Last Panda: removed a lot of duplicated content but no still luck!
-
Hello here,
my website virtualsheetmusic.com has been hit several times by Panda since its inception back in February 2011, and so we decided 5 weeks ago to get rid of about 60,000 thin, almost duplicate pages via noindex metatags and canonical (we have no removed physically those pages from our site giving back a 404 because our users may search for those items on our own website), so we expected this last Panda update (#25) to give us some traffic back... instead we lost an additional 10-12% traffic from Google and now it looks even really badly targeted.
Let me say how disappointing is this after so much work!

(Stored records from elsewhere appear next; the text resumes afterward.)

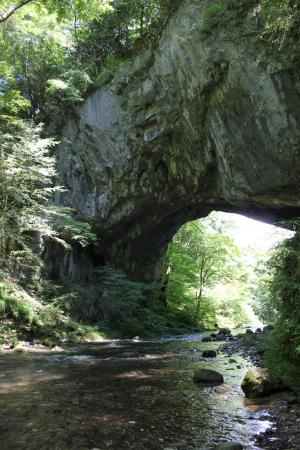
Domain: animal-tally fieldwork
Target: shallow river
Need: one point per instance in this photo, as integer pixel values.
(124, 395)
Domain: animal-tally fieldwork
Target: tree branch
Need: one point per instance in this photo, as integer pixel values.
(6, 15)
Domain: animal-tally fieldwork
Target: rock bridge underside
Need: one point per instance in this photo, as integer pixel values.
(199, 123)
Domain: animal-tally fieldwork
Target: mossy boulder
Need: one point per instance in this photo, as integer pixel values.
(229, 446)
(20, 348)
(207, 376)
(209, 354)
(260, 382)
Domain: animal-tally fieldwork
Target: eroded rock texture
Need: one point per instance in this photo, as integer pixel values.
(200, 123)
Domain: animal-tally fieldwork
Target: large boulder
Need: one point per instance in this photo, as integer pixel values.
(161, 144)
(260, 382)
(208, 376)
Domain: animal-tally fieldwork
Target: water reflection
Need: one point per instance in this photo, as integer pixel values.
(123, 395)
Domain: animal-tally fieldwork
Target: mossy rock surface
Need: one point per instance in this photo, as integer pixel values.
(207, 376)
(229, 446)
(260, 382)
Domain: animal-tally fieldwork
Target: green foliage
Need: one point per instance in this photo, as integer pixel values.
(14, 307)
(201, 257)
(284, 291)
(71, 88)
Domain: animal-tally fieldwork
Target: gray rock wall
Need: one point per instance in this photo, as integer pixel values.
(200, 123)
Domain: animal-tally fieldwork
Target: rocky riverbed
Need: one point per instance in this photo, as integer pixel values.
(282, 409)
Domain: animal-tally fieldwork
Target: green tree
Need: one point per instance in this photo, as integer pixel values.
(199, 258)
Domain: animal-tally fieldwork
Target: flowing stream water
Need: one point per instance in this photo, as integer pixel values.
(123, 395)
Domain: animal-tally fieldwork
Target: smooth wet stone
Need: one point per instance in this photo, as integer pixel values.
(229, 446)
(207, 376)
(209, 354)
(260, 382)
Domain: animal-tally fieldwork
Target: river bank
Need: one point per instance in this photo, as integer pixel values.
(125, 394)
(283, 409)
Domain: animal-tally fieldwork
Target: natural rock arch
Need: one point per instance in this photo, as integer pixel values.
(194, 125)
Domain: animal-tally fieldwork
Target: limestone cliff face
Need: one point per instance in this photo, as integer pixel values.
(195, 125)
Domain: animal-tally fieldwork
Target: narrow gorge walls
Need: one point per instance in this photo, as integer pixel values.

I must admit that we still have many pages that may look thin and duplicate content and we are considering to remove those too (but those are actually giving us sales from Google!), but I expected from this last Panda to recover a little bit and improve our positions on the index. Instead nothing, we have been hit again, and badly.
I am pretty desperate, and I am afraid to have lost the compass here. I am particularly afraid that the removal of over 60,000 pages via noindex metatags from the index, for some unknown reason, has been more damaging than beneficial.
What do you think? Is it just a matter of time? Am I on the right path? Do we need to wait just a little bit more and keep removing (via noindex metatags) duplicate content and improve all the rest as usual?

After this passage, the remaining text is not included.